- Born: July 7, 1934 St. Louis, Missouri, U.S.
- Died: August 6, 2016 (aged 82) Nashville, Tennessee, U.S.
- Education: Vanderbilt University
- Occupation: American football official

= Art Demmas =

American football official (1934–2016)

Arthur George Demmas (July 7, 1934 - August 6, 2016) was an American football official for 28 seasons. He worked in the American Football League (AFL) in 1968 and 1969, and in the National Football League (NFL) from 1970 to 1996. During his career, Demmas was assigned to four Super Bowls (XIII, XVII, XXV, and XXVIII), all as an umpire. On the field, Demmas wore uniform number 78, which is now worn by Greg Meyer. He served as a league representative and observer for the NFL and worked as a trainer for NFL officials. In 1997, he was inducted into the Tennessee Sports Hall of Fame. Demmas was an executive in the National Football Foundation (NFF), and became head of its Middle Tennessee chapter. The organization determines who will be in the College Football Hall of Fame.

==Biography==
Demmas worked much of his career as the umpire on the crew of a fellow AFL official, referee Ben Dreith.

During the fourth quarter of Super Bowl XIII, Dallas Cowboys safety Charlie Waters collided with Demmas as he was moving into position to tackle Pittsburgh Steelers running back Franco Harris. Harris scored a touchdown on the play, giving the Steelers a 28–17 lead, and Pittsburgh went on to win the game, 35–31.

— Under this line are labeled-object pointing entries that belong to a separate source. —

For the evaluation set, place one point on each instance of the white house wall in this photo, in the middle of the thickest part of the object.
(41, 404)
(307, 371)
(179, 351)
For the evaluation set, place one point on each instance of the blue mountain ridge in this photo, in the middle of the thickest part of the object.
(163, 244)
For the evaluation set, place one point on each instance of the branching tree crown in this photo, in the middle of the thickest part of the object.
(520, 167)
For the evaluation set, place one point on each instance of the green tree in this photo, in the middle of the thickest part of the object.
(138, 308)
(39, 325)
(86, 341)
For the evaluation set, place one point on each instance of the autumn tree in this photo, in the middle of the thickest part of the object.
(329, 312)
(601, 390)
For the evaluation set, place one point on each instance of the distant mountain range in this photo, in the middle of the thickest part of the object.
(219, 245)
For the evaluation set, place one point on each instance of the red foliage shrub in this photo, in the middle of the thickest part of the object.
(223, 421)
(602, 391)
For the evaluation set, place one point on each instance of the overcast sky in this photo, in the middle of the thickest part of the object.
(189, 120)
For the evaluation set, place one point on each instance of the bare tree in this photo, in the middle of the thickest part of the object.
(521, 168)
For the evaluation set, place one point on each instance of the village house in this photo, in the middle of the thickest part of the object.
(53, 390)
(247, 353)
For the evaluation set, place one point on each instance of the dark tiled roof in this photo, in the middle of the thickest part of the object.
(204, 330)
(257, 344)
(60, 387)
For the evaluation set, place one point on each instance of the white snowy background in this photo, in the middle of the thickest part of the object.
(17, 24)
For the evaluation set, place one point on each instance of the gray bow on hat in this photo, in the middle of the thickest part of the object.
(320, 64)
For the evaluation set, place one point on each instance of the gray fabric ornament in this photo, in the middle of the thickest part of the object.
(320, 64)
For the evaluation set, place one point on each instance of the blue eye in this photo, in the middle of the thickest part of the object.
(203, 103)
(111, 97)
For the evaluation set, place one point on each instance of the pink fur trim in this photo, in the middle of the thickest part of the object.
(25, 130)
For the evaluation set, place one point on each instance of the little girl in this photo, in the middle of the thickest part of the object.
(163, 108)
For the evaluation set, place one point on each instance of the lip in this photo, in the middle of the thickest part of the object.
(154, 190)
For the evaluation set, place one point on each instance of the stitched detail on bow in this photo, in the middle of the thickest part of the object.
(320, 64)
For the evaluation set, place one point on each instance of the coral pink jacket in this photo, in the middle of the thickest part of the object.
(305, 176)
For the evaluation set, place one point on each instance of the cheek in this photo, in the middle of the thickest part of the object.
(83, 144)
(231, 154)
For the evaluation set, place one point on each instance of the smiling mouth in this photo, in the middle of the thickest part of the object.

A native of Nashville, Tennessee, Demmas played football at and graduated from Vanderbilt University, learning the game from College Football Hall of Fame coach Jess Neely. Following graduation from Vanderbilt, Demmas enrolled in the Reserve Officers' Training Corps program. Commissioned as a second lieutenant, he was assigned to the U.S. Army Intelligence detail. He opted for an eight-year term, which consisted of six months active duty and seven-and-a-half years active reserve.

Demmas served as an executive in the National Football Foundation (NFF), the organization that determines who will be in the College Football Hall of Fame. He became head of its Middle Tennessee chapter. He worked as a trainer for NFL officials. In 1997, he was inducted into the Tennessee Sports Hall of Fame.

Demmas died in August 2016 at the age of 82.